In the Packers 45-38 win over the Chargers, Rivers threw for 385 yards and four scores, including two in the final 10 minutes of the fourth quarter that pulled San Diego within seven points. McCarthy also said that you can’t “quantify the errors with one player’s absence,” in reference to the Packers losing Pro Bowl safety Nick Collins in Week 2 against the Panthers. Collins is out for the season with a neck injury and Charlie Peprah has been starting in his place. Morgan Burnett, a second-year player who missed most of 2010 with a knee injury, starts along with Peprah at the back.
McCarthy also gave a brief timeline on injured defensive end Mike Neal, who hasn’t played a game yet in 2011 after suffering a non-contact knee injury during training camp that required surgery. The initial plan this week is for the Packers to get Neal on the practice field by Thursday. There is a “progression” plan in place to get Neal back, and the team is going to take his recovery slow.
Could this be the light at the end of the tunnel for Neal to play in 2011?
Other highlights from McCarthy’s press conference:
- Frank Zombo has a hamstring strain and will likely miss Monday night’s game with the Minnesota Vikings.
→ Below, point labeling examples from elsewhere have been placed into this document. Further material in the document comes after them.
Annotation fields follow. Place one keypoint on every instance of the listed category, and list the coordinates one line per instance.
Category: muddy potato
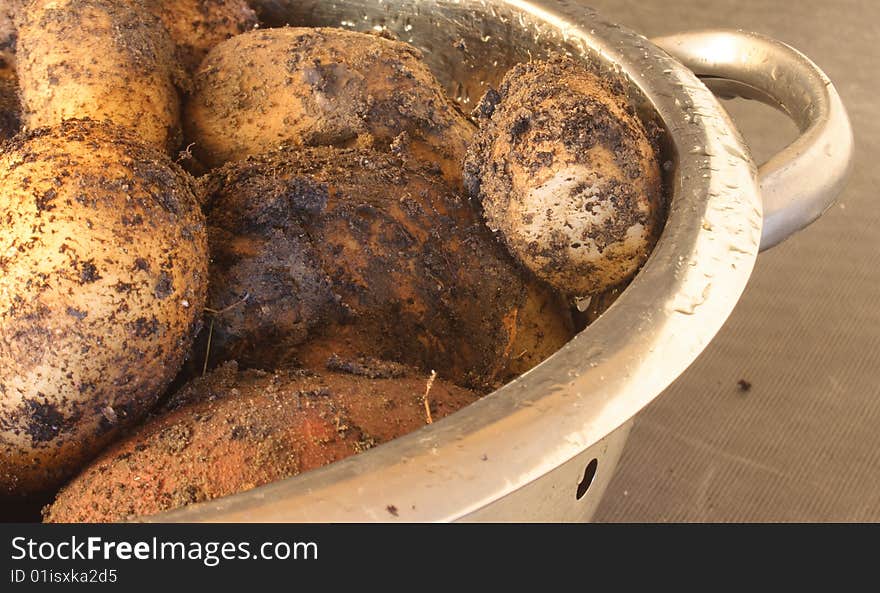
(103, 272)
(322, 87)
(196, 26)
(8, 33)
(10, 106)
(323, 251)
(568, 175)
(99, 59)
(233, 431)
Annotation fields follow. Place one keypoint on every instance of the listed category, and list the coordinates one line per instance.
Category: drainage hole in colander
(589, 474)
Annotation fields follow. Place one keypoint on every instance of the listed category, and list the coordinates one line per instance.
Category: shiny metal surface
(519, 453)
(801, 182)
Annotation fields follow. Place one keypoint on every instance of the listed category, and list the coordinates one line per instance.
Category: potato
(198, 25)
(568, 175)
(103, 272)
(233, 431)
(10, 106)
(321, 251)
(322, 87)
(9, 9)
(99, 59)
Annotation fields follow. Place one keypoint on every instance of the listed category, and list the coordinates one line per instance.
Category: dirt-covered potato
(321, 251)
(198, 25)
(10, 106)
(99, 59)
(8, 33)
(568, 174)
(322, 87)
(103, 273)
(233, 431)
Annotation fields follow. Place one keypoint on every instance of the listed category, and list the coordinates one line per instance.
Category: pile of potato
(231, 254)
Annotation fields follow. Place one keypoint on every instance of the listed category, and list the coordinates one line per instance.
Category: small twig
(217, 313)
(208, 349)
(186, 154)
(428, 419)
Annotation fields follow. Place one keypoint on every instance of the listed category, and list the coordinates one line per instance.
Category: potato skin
(8, 32)
(233, 431)
(103, 273)
(321, 251)
(321, 87)
(196, 26)
(10, 105)
(568, 175)
(99, 59)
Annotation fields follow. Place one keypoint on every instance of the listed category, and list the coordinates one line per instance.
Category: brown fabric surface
(803, 444)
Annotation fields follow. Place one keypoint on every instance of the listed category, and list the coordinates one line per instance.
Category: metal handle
(800, 183)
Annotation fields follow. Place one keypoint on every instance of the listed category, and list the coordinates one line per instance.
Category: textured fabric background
(804, 443)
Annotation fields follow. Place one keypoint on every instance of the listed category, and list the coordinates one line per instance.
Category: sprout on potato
(232, 431)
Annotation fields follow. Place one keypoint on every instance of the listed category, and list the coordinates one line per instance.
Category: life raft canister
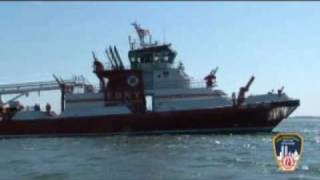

It didn’t “sound severe,” McCarthy said, but he’ll be challenged to be ready for this week’s contest. The injury marks Zombo’s third different ailment in 2011 (scapula, knee).
- McCarthy said the Packers substitution and play entry were sloppy on Sunday. He thought that had a little something to do with readjusting after the bye week but viewed that as an excuse for a “sloppy” game in that respect.
- The last two series for the Packers defense was the “most consistent,” and McCarthy threw out one of his favorite terms: “Adversity football.” With their backs against the wall, the Packers defense stepped up and produced.